A key operational and strategic lesson was the challenge of engaging government and public sector stakeholders. There is significant bureaucracy involved in securing their participation, particularly for independent or emerging organizations. Unlike events backed by large global technology companies such as Meta or Google, where there are often clear financial or institutional incentives, smaller convenings may struggle to attract public sector attendance. This highlights the need for more intentional engagement strategies and possibly formal partnerships to ensure government representation in future discussions.
Additionally, the session emphasized the importance of balancing technical and policy perspectives. While the diversity of participants enriched the conversation, it required careful facilitation to ensure clarity, alignment, and productive dialogue across disciplines.
Finally, there was a clear need to move from dialogue to sustained action. Participants expressed strong interest in follow-up engagements, including training, partnerships, and practical implementation of tools like SafetyMeter. This shows the importance of designing events with clear post-event pathways to maintain momentum and translate insights into impact.
Outcomes & outputs
The AI Trust and Safety Roundtable generated several key outputs and outcomes that will contribute to research, practice, and collaboration in AI governance and safety within African contexts:
Comprehensive Event Report: A detailed report capturing key insights, risks, discussion themes, and strategic recommendations on AI trust, safety, and governance in Africa.
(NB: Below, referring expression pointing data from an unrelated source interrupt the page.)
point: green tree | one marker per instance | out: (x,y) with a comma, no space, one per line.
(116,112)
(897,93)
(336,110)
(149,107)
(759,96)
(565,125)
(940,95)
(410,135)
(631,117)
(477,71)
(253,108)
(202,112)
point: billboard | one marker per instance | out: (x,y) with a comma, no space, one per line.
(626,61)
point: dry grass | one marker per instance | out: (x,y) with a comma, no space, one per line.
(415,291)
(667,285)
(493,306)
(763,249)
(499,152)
Documented Key Findings and Risk Areas: Identification of critical challenges including AI literacy gaps, data privacy risks, misinformation, bias, “shadow AI” in organisations, and gaps in governance frameworks.
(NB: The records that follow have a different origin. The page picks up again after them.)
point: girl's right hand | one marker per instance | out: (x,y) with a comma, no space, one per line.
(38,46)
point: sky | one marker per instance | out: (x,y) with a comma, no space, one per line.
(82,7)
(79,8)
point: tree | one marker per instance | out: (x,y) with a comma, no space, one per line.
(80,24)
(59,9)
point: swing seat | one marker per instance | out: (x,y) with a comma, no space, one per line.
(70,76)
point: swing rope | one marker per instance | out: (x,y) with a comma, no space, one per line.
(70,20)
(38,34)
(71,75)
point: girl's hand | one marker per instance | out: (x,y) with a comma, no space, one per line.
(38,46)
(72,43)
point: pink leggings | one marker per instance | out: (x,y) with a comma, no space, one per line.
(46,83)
SafetyMeter Demonstration and Feedback: Showcase of the SafetyMeter tool as a practical solution for integrating safety-by-design into AI products, along with participant feedback for further refinement and adoption.
Multi-Stakeholder Dialogue and Knowledge Exchange: Facilitated cross-sector engagement between startups, policymakers, researchers, and civil society, strengthening shared understanding of AI risks and responsibilities.
New Collaboration Pathways: Initiation of partnerships with developer communities and organizations interested in follow-up trainings, tool adoption, and joint research on AI safety (With AI Safety Nigeria )
Content for Public Engagement: Development of blog posts, social media content, and communication materials to disseminate insights and raise awareness on AI trust and safety issues.
Foundation for Future Programming: Establishment of the roundtable as a recurring engagement, with plans for future sessions, capacity-building workshops, and research collaborations.